Wednesday, May 28, 2014

Commercial Courts



DON MITCHELL CBE QC
OWEN LANE, NORTH HILL
P O BOX 83, THE VALLEY
AI-2640 ANGUILLA, BWI

Landline: (264) 497 2139
Cellphone: (264) 235 8654


28 May 2014


Mr Don Rose
Interim Project Manager, Jurist Project
Caribbean Court of Justice
314 Henry Street
Port-of-Spain
Trinidad


Dear Mr Rose,

Caribbean Commercial Courts

Thank you for your invitation to submit a paper about Commercial Courts for use in planning for specialized courts for a Project Implementation Plan that you are preparing. 

I am afraid that anything I shall say about the role of the Commercial Court in the West Indies of today will probably amount to no more than stating the obvious.  The Faculty of Law of the University of the West Indies, Cave Hill Campus, is hosting the 13th Annual Caribbean Commercial Law Workshop in Trinidad from August 10-12 at the Hyatt Regency in Port-of-Spain.  The theme of the workshop is “Re-Building the Region: The Role of Caribbean Commercial Law.”  The persons who will speak at this workshop will undoubtedly have views on the potential role of Commercial Courts based on extensive experience and study.  None of the trivialities that I can say will compare with the learning that will come from this exercise.  However, I am confident that nothing that will come from the workshop will contradict the thoughts that I offer here.

As I see it, the need for specialized commercial judicial services in the West Indies exists at two levels.  The first and most important is the local, and the second is the international.  I deal first with the international. 

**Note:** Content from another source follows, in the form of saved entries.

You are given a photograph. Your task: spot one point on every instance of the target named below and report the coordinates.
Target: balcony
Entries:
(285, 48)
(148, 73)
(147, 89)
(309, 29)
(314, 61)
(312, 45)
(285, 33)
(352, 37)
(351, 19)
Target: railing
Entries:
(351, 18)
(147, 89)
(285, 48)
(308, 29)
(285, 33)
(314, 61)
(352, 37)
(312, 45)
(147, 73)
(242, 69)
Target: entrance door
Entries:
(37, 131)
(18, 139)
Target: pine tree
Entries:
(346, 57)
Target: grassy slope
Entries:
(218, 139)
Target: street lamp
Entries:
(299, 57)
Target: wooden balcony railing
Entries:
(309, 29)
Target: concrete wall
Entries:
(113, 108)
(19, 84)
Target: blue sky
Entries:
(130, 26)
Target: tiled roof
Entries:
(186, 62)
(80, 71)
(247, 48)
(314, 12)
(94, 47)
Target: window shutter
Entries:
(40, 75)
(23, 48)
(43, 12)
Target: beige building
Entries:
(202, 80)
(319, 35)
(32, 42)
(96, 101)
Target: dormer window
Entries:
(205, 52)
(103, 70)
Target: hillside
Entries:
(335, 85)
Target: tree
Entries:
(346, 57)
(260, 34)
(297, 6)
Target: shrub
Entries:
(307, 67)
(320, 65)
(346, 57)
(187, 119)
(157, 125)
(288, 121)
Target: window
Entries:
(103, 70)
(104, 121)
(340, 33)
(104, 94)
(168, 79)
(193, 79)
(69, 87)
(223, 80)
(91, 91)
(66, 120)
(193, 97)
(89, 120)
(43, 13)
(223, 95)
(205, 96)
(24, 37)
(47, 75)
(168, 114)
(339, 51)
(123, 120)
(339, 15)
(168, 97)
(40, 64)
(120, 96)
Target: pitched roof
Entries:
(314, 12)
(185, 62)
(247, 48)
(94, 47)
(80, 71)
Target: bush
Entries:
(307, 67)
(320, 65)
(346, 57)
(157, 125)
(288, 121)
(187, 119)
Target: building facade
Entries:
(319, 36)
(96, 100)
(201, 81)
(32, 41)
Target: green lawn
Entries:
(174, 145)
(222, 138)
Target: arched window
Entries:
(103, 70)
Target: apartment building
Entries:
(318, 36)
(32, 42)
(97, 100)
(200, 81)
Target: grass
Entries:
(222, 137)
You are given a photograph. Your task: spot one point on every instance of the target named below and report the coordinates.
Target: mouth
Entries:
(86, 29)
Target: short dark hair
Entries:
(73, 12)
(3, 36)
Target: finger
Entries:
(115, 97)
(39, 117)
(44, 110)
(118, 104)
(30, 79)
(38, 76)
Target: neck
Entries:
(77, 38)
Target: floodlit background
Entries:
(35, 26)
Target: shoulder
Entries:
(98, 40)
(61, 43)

Several of our OECS jurisdictions, including the Virgin Islands, Anguilla, Montserrat, Antigua and Barbuda, St Kitts and Nevis, Barbados and St Vincent and the Grenadines, have made a deliberate effort to fashion themselves as bases for international financial services, with varying success.  The BVI has undoubtedly been the most successful.  The legitimacy of locating international companies of every type in West Indian international financial centers depends to a large extent on the perception that mind and management is located here.  Providing court services for the resolution of international disputes involving our locally incorporated structures will give substance to that perception.  The international financial centers of Hong Kong, Singapore, London and New York know that.  One of the reasons their international financial services industry has developed so substantially is the existence of highly specialized, swift and efficient judicial services. 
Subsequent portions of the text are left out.